Court halts two Arkansas executions

Don Davis and Bruce Ward
The executions of Don Davis and Bruce Ward have been stayed
The top court in Arkansas has halted two executions that were due to start a series of seven in 11 days. 

The state's Supreme Court acted hours before convicted murderers Don Davis and Bruce Ward were due to die, but the Davis decision could yet be reversed.

Their lawyers had argued they were mentally unfit to face execution and were denied proper assessment. But there was a victory for the state when a federal court lifted an order that blocked all seven executions.


A blanket ruling made on Saturday that the executions could not go ahead because the lethal injection causes suffering has been overruled.

The unprecedented pace at which Arkansas will put the seven men to death has drawn international attention.

It is driven by the state's desire to use a batch of drugs before it expires later this month.
But it has been condemned by critics as an inhumane "assembly line".

What happened on Monday?

There were two rulings - in the first, the Arkansas Supreme Court stayed the executions of Davis and Ward, in a 4-3 decision.
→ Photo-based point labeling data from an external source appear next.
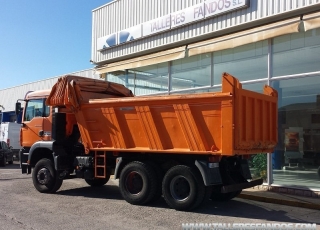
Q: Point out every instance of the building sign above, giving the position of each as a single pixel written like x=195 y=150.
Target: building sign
x=215 y=7
x=200 y=11
x=157 y=25
x=130 y=34
x=107 y=41
x=187 y=15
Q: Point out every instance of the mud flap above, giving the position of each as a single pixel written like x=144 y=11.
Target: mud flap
x=210 y=172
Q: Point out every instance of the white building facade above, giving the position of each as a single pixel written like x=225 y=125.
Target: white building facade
x=184 y=46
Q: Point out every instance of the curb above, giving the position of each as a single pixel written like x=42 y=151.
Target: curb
x=279 y=201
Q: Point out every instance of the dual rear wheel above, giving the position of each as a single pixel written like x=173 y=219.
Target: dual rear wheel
x=182 y=186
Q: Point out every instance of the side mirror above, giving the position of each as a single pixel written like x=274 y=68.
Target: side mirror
x=18 y=108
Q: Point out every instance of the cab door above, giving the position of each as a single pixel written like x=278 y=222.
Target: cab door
x=36 y=125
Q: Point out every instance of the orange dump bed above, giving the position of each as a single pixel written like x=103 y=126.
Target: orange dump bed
x=234 y=121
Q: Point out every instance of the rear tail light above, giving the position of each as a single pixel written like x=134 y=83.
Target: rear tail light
x=214 y=159
x=246 y=157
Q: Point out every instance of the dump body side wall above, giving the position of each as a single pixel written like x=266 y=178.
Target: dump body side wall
x=180 y=124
They have each spent more than 20 years on death row.

The state's attorney general's office said it would not appeal against the stay for Ward but it would appeal in the case of Davis, so he could yet be put to death on Monday.

Davis was served his last meal and moved to the Cummins Unit, which holds the lethal injection gurney.

In the other decision, the 8th US Circuit Court of Appeals in St Louis vacated the weekend ruling to halt all seven executions.